Postsowjetische Tragödie in Kirgisistan Opposition stellt "Volksregierung"
08.04.2010, 08:01 Uhr
Nach den gewaltsamen Protesten gegen die Regierung in Kirgisistan kontrolliert die Opposition nach eigenen Angaben den größten Teil des Landes. Nur im Süden sei die Macht noch nicht in den Händen der Übergangsregierung. Dort soll sich Präsident Bakijew aufhalten.

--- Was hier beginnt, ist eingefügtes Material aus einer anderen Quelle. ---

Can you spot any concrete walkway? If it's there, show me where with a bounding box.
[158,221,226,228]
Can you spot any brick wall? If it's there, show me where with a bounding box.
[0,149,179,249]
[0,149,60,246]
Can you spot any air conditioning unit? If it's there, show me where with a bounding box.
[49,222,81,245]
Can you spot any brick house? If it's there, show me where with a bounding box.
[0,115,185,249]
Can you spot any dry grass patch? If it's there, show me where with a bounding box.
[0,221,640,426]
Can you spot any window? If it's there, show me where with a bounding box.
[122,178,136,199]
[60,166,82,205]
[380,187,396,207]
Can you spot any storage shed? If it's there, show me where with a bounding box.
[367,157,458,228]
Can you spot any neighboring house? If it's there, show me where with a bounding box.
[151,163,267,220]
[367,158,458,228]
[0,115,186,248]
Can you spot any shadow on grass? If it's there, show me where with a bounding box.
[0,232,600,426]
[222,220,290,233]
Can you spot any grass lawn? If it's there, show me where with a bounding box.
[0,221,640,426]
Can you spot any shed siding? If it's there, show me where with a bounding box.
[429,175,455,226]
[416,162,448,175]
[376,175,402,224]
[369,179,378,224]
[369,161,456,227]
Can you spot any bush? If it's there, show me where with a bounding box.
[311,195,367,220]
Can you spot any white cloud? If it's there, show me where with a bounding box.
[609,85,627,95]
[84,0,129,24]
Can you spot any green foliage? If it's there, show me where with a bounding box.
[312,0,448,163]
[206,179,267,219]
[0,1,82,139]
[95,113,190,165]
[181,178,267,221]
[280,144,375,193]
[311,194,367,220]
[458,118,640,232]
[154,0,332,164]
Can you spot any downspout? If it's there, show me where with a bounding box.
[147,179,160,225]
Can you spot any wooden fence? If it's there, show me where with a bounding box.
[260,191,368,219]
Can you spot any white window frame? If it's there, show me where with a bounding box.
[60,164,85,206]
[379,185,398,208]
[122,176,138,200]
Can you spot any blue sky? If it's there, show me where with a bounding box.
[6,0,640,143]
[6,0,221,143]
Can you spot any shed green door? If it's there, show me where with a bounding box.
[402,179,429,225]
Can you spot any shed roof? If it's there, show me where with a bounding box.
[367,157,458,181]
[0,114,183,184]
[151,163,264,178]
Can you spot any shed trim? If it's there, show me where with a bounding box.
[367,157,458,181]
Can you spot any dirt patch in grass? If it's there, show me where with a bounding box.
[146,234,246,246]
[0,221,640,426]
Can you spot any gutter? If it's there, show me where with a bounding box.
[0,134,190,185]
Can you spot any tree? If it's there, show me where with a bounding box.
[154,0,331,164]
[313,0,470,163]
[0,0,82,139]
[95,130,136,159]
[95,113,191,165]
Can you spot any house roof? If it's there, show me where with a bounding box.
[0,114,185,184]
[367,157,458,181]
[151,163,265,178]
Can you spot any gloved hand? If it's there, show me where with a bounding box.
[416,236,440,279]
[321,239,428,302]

Nach dem blutigen Machtkampf mit Dutzenden Toten in der zentralasiatischen Republik Kirgisistan hat die Opposition die Hauptstadt Bischkek unter ihre Kontrolle gebracht. Parlament, Regierungssitz, Polizei und Medien sowie der Flughafen würden nun von den Gegnern des autoritären Präsidenten Kurmanbek Bakijew geführt. Das meldete die kirgisische Agentur Akipress.
Die Opposition hatte am Vorabend den Sturz der Führung in Bischkek verkündet und eine Übergangsregierung unter Leitung der früheren Außenministerin Rosa Otunbajewa gebildet. Bakijew soll auf der Flucht sein und sich im Süden des Landes in Osch aufhalten. Die weitere Nachrichtenlage ist unklar. Einige Medien berichten, Bakijew sei bereits zurückgetreten, andere sprechen davon, der Präsident versammle seien Getreuen um um sich.
100 Tote und 500 Verletzte
Nach Angaben der Opposition stabilisiert sich die Lage. Oppositionsführer Omurbek Tekebajew sprach im Fernsehen erneut von etwa 100 Toten bei den Unruhen am Vortag in Bischkek. Das Gesundheitsministerium bestätigte zunächst 65 Todesfälle. Insgesamt seien bei den gewaltsamen Ausschreitungen im Norden der Ex-Sowjetrepublik an der Grenze zu China mehr als 500 Menschen verletzt worden. Allein in Bischkek habe es 40 schwere Brände gegeben. Bakijews Gegner hatten Regierungsgebäude und Fahrzeuge mit Brandsätzen angezündet.
Kirgisische Medien berichteten von schweren Plünderungen in Geschäften, Unternehmen und Museen. Die von der Opposition ernannte neue Regierungschefin Otunbajewa schrieb in einem Twitter-Eintrag, dass zunächst Bürgerpatrouillen eingerichtet werden sollen. Die 59-Jährige hatte bereits die Tulpenrevolution vor fünf Jahren angeführt, als Bakijew an die Macht kam. Otunbajewa war im Streit um die Ausrichtung des Landes aber zur Opposition übergetreten. Sie kündigte an, dass die Übergangsregierung zunächst sechs Monate arbeiten wolle, um eine neue Verfassung zu erarbeiten.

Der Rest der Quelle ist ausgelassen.